The European Commission (EC) says it is concerned that the proposed takeover of Dutch logistics firm TNT Express by FedEx Express (FX, Memphis International) could negatively impact competition in the bloc's market.

Announcing an in-depth investigation to assess whether the proposed takeover is in line with EU Merger Regulations, the EC said its concerns focus on a number of European markets where the merged entity would face insufficient competitive constraints from the only two remaining players (UPS and DHL).

"Many businesses, and in particular e-commerce, rely heavily on affordable and reliable small package delivery services, and many consumers depend on these services to ensure rapid and safe delivery of goods they have bought," Commissioner Margrethe Vestager, in charge of competition policy, said. "The Commission must therefore make sure that FedEx’s takeover of TNT would not impede effective competition and would not lead to higher prices for consumers.”
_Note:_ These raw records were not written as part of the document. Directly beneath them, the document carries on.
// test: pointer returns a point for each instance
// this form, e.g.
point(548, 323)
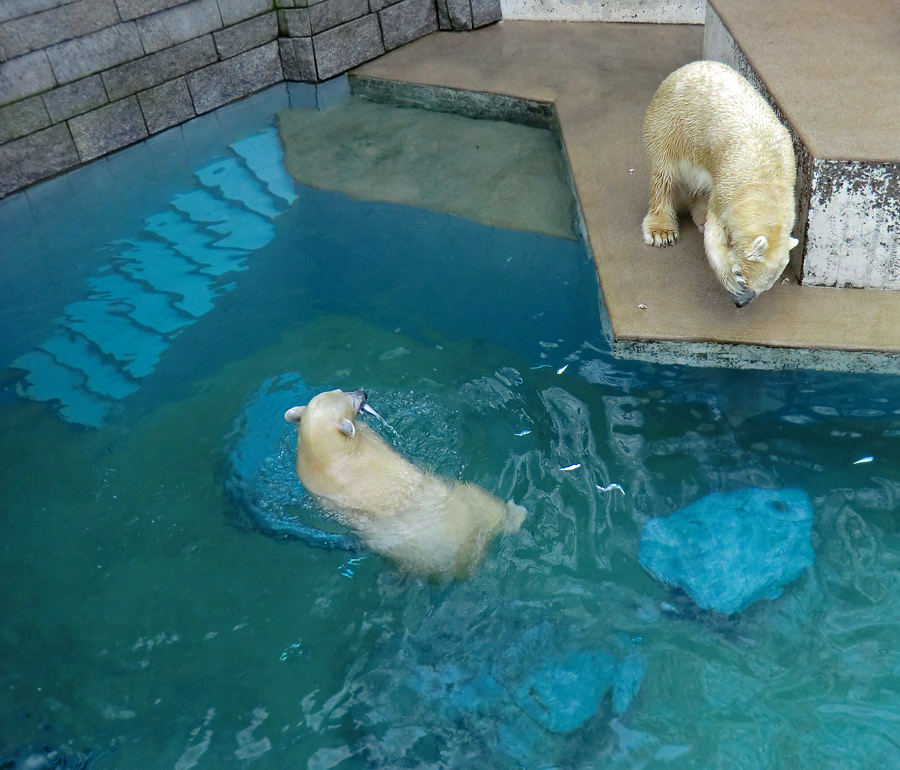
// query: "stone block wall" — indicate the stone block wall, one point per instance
point(82, 78)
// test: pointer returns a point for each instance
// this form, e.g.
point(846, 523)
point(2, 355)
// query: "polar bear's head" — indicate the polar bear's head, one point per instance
point(329, 417)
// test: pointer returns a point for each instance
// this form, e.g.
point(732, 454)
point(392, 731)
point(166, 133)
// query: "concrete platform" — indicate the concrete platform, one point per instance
point(663, 305)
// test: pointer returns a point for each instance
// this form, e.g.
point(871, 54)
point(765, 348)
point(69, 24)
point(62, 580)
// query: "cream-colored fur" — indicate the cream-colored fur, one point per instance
point(427, 525)
point(716, 148)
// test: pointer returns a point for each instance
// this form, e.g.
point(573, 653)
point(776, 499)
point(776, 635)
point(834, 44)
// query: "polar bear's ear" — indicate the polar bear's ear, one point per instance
point(758, 249)
point(346, 427)
point(294, 414)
The investigation is slated to last until early December following which the EC will publish its report and findings.

Similar concerns thwarted UPS Airlines (5X, Louisville International) parent United Parcel Service's plans to acquire TNT in 2013. Back then, the EC vetoed the EUR5.16 billion (USD7.1 billion at the time) deal after UPS failed to find a buyer for TNT's subsidiaries in fifteen EU countries needed to ensure viable competition in those markets.

FedEx announced it would acquire 100% of TNT Express N.V. shares for EUR4.4 billion (USD4.8 billion) in cash in April this year. Should the merger go ahead, the new entity would retain TNT's Liege logistics hub while establishing its European regional headquarters at Amsterdam/Hoofddorp.

However, in order to satisfy European carrier ownership regulations, the merged company will divest itself of TNT Airways (Liège) with the airline's intercontinental air operations transitioning to FedEx where regulation permits.